EPA’s lack of urgency
But critics such as Edwards contend Hedman acted with no urgency, even behind the scenes. A week after the June 24 memo was circulated, an email exchange between Hedman and then-Flint Mayor Dayne Walling showed no sense of alarm over the threat to public health and more concern about procedure.
“The preliminary draft report should not have been released outside the agency,” Hedman wrote in the July 1 email. “When the report has been revised and fully vetted by EPA management, the findings and recommendations will be shared with the city and DEQ will be responsible for following up with the city.”
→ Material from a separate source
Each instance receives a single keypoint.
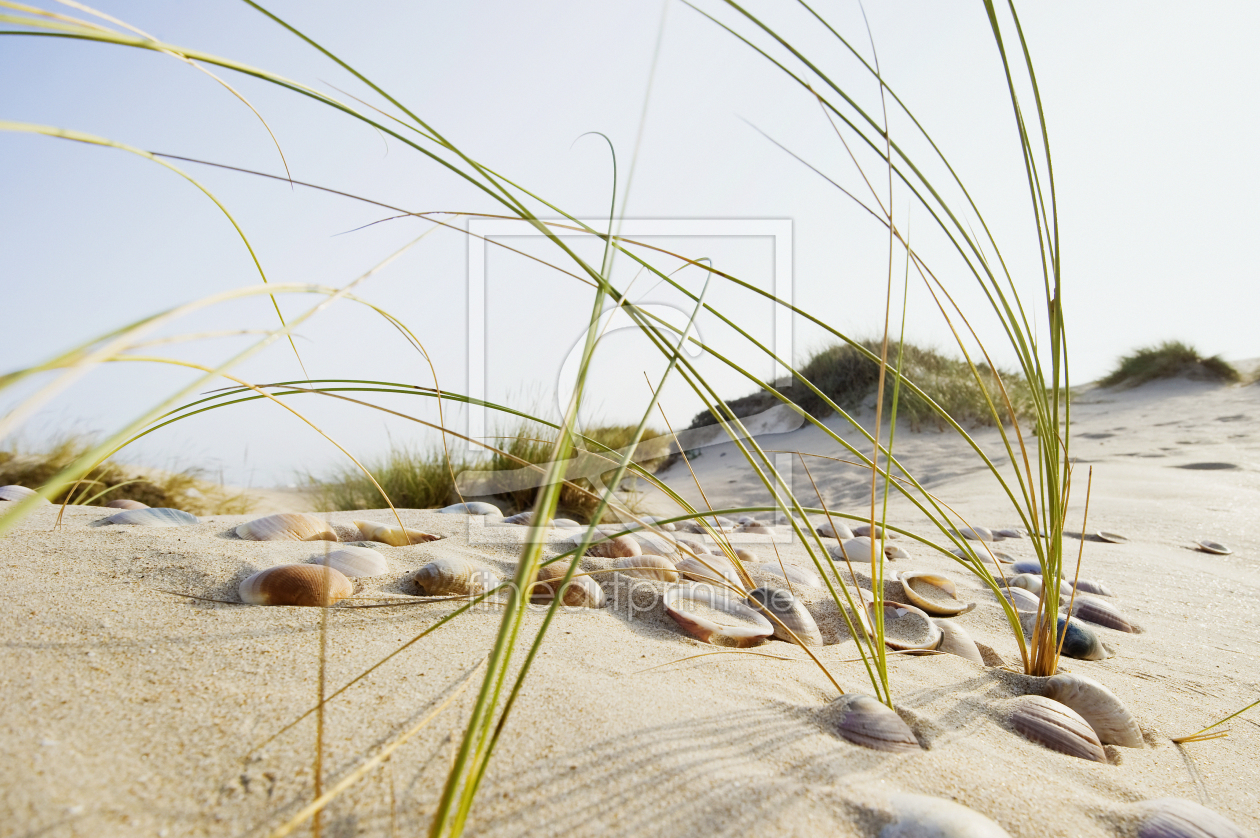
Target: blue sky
(1152, 111)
The revised and vetted memo was released four months later — in November. Edwards has described Del Toral’s original memo as “100 percent accurate” in its assessment of the looming problem.
Flint’s drinking water ills led to the resignations last month of both Wyant and DEQ spokesman Brad Wurfel. It also caused the October reassignment of Liane Shekter Smith, then chief of DEQ’s Office of Drinking Water and Municipal Assistance. The crisis prompted Snyder to switch Flint back over to the Detroit water system in mid-October until a new regional water authority using Lake Huron as its source is completed later this year.
Despite all of the moves, officials warn that unfiltered Flint water is still not safe to drink.
There has been no fallout for federal environmental officials.
“There’s been a failure at all levels to accurately assess the scale of the public health crisis in Flint, and that problem is ongoing,” said state Senate Minority Leader Jim Ananich, D-Flint. “However, the EPA’s Miguel Del Toral did excellent work in trying to expose this disaster. Anyone who read his memo and failed to act should be held accountable to the fullest extent of the law.”
Congressman Dan Kildee, D-Flint Township, stressed that the lion’s share of responsibility for Flint’s situation lies with the state DEQ.
Yet he has questions about how the Lead and Copper Rule — ostensibly a safeguard for the public — may have contributed to EPA’s response. If changes are necessary, he wants them made.
“There is a legitimate concern about EPA’s performance in terms of alerting the public,” Kildee said. “And frankly, as a member of Congress, I want to know when there’s the potential of a health crisis in my district.”